Mathematics as an Experimental Science

;; Mathematics as an experimental science

;; Beta-Bernoulli distribution / Machine Learning

;; I'm reading Kevin Murphy's Machine Learning: A Probabilistic Perspective.

;; As one of the exercises in chapter three, I've just proved that:

;; "For the Beta-Bernoulli model, the probability of the data is the
;; ratio of the normalizing constants of the prior distribution and
;; the posterior distribution". 

;; What I think this actually means is:

;; If you start with Coins which are biased, and the bias is chosen
;; uniformly (so that for instance a fair coin is just as likely as a
;; coin which comes up heads 1/3 of the time, or a coin which always
;; comes up heads).

;; And you pick out the fair ones by tossing them all 20 times, and
;; throw away all the ones that don't come up heads exactly 10 times
;; and tails 10 times.

;; Then, because your test has not quite guaranteed you fair coins,
;; but only coins which are quite a bit fairer than you started with:

;; You are ever so slightly more likely to see three heads (or three
;; tails) in three tosses than you would be if the coins were truly
;; fair.

;; In fact the bias is now the same as if the coins had been chosen
;; from the Beta(11,11) distribution.

;; And so the chances of getting three heads in a row is not, as you
;; might have naively expected, one in eight,

;; But rather B(14,11)/B(11,11), where B is the Beta function

;; And that works out to be G(14)G(11)G(22)/G(25)G(11)G(11), where G is the Gamma function.

;; And that is 13!10!21!/24!10!10!, where ! is the factorial function

;; And that is (11*12*13)/(22*23*24), where / and * need no introduction if you have got this far in the post.

;; And that is:

(/ (* 11 12 13) 22 23 24) ;-> 13/92

;; or 

(float (/ 13 92)) ; 0.14130434

;; Which is to say, slightly more than one in eight.

;; And I am inordinately pleased with myself, not for having proved
;; this result, which was easy, but for having worked out what the
;; mysterious squiggles in the book might actually mean in practice.

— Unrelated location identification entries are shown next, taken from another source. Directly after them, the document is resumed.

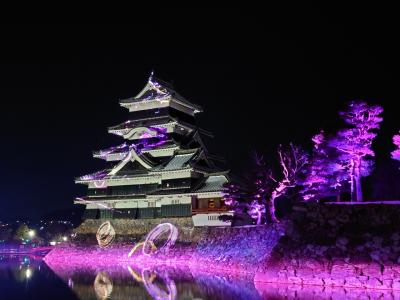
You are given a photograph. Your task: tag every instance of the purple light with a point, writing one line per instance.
(105, 234)
(156, 232)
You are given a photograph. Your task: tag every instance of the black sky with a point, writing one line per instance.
(263, 78)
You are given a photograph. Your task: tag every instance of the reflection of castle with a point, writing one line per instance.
(163, 169)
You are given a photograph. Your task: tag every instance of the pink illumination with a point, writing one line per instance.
(396, 152)
(155, 233)
(105, 234)
(354, 144)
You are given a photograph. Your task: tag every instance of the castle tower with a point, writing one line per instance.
(163, 169)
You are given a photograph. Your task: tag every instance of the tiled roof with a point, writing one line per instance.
(178, 162)
(213, 183)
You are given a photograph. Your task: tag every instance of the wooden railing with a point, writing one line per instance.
(208, 210)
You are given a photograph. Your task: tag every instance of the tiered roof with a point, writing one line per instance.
(185, 154)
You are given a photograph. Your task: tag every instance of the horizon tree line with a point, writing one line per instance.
(336, 165)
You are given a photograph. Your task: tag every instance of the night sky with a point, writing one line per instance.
(262, 78)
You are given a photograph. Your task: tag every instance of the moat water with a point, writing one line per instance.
(24, 277)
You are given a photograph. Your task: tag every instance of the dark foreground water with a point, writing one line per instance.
(30, 278)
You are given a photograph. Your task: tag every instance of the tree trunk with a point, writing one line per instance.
(259, 217)
(352, 194)
(357, 179)
(271, 207)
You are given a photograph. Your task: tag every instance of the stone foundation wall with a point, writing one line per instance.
(319, 244)
(338, 245)
(132, 230)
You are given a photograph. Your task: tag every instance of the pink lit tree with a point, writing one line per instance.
(354, 143)
(259, 188)
(325, 176)
(396, 152)
(293, 162)
(265, 187)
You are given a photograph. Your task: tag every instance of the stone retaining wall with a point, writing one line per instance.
(132, 230)
(338, 245)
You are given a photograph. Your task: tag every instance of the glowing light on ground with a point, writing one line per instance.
(157, 232)
(103, 285)
(105, 234)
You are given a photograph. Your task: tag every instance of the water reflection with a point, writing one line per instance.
(164, 283)
(102, 286)
(29, 278)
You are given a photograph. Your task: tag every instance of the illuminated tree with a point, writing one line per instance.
(325, 176)
(396, 152)
(259, 189)
(21, 232)
(293, 162)
(258, 199)
(354, 144)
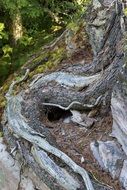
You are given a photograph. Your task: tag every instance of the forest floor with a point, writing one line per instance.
(75, 140)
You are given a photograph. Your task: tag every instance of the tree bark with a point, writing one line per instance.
(83, 89)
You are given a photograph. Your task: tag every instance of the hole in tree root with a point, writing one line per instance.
(55, 113)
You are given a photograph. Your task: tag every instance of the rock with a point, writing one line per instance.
(9, 170)
(10, 173)
(123, 175)
(109, 156)
(119, 112)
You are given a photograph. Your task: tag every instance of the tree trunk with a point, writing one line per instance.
(17, 27)
(81, 88)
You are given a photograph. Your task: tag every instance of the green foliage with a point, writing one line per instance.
(42, 20)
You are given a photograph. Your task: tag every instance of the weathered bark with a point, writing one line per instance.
(69, 91)
(17, 27)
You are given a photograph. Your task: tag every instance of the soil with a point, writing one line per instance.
(75, 142)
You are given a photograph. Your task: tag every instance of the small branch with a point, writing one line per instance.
(76, 105)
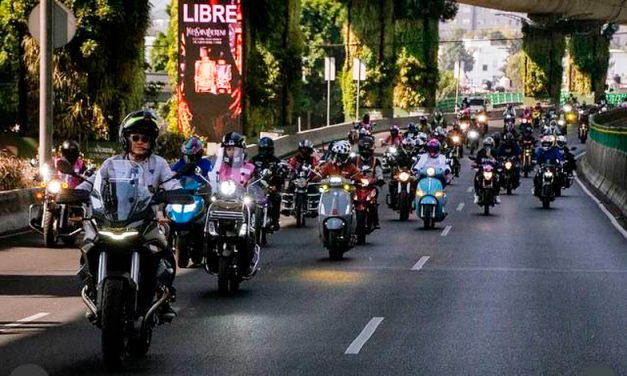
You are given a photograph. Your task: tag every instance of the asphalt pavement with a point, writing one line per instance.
(522, 291)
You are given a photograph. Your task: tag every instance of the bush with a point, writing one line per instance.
(15, 173)
(169, 145)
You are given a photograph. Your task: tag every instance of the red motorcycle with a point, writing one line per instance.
(364, 199)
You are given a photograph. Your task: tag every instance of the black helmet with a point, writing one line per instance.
(366, 146)
(305, 147)
(143, 122)
(233, 139)
(266, 147)
(70, 150)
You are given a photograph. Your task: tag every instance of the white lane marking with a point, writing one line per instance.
(364, 336)
(25, 320)
(603, 209)
(423, 260)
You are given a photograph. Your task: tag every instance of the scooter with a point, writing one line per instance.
(430, 196)
(336, 216)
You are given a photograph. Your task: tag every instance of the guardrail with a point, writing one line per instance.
(605, 163)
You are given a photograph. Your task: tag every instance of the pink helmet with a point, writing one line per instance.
(433, 147)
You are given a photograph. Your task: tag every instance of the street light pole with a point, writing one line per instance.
(45, 81)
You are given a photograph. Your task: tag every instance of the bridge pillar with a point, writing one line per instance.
(589, 55)
(369, 36)
(543, 50)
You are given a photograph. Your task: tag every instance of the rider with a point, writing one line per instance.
(340, 163)
(394, 138)
(265, 159)
(138, 133)
(509, 149)
(367, 158)
(192, 152)
(487, 154)
(433, 158)
(70, 151)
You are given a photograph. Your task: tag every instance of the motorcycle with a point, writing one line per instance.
(51, 218)
(336, 216)
(430, 196)
(187, 223)
(232, 252)
(303, 201)
(125, 260)
(364, 199)
(527, 157)
(487, 175)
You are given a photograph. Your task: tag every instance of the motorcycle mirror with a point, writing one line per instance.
(65, 167)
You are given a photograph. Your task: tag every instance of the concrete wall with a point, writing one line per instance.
(606, 167)
(14, 209)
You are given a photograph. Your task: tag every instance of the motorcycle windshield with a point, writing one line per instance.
(119, 191)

;; And it occurs to me that Mathematics is in fact an experimental
;; science, which makes definite predictions about physical things,
;; such as the movements of electrons in my computer when I type the
;; following things:

;;;;;;;;;;;;;;;;;;;;;;;;;;;;;;;;;;;;;;;;;;;;;;;;;;;;;;;;;;;;;;;;;;;;;;;;;;;;;;;;;;;;;;;;;;;;;;;;;;

;; Let us make coins with biases distributed uniformly between 0 and 1:

(defn make-coin []
  (let [theta (rand)]
    (fn [] (if (< (rand) theta) :h :t))))

;; Here is one:
(def a (make-coin))

;; Let us test it
(frequencies (for [i (range 20)] (a))) ;-> {:h 11, :t 9}

;; It is no good. To the scrapheap with it:
(ns-unmap *ns* 'a)

;; Let us instead make a large number of coins:
(def coins (for [i (range)] (make-coin)))

;; And throw away all the ones that do not satisfy our criterion
(def fair-coins
  (filter (fn[coin] (= {:t 10 :h 10 } (frequencies (for [i (range 20)] (coin))))) coins))

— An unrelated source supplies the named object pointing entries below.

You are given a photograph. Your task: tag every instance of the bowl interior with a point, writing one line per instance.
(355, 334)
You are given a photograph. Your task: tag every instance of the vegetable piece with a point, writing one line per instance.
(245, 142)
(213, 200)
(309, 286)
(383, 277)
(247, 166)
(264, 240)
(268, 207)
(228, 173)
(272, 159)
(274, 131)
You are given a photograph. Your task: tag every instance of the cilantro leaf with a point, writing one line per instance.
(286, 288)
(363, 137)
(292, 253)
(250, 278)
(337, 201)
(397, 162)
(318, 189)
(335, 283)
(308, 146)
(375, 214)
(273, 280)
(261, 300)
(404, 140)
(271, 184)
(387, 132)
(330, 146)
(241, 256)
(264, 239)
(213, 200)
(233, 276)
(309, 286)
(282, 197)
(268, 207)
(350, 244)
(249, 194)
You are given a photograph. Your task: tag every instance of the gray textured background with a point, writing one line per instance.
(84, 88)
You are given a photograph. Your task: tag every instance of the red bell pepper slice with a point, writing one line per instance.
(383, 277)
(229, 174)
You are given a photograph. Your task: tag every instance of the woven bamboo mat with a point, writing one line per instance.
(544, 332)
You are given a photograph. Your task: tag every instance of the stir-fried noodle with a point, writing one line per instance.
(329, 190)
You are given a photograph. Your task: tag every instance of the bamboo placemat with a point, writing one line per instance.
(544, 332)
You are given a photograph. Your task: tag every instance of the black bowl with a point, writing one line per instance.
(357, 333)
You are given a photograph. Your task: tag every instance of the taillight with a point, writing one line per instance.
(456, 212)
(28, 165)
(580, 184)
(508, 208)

;; Let us toss each of our fair coins three times:
(def results (for [coin fair-coins] (frequencies (for [i (range 3)] (coin)))))

;; And add up all the results
(def collected-results (drop 1 (reductions (fn[m f] (assoc m f (inc (get m f 0)))) {} results)))

;; And calculate the empirical distribution of those results:
(def empirical-distribution (map 
                             (fn[m] [(float (/ (m {:h 3} 0) (reduce + (vals m))))
                                     (float (/ (m {:t 3} 0) (reduce + (vals m))))])
                             collected-results))

;; It does seem to me that after a while, these numbers settle down to something near 14%
(doseq [e empirical-distribution] (println e))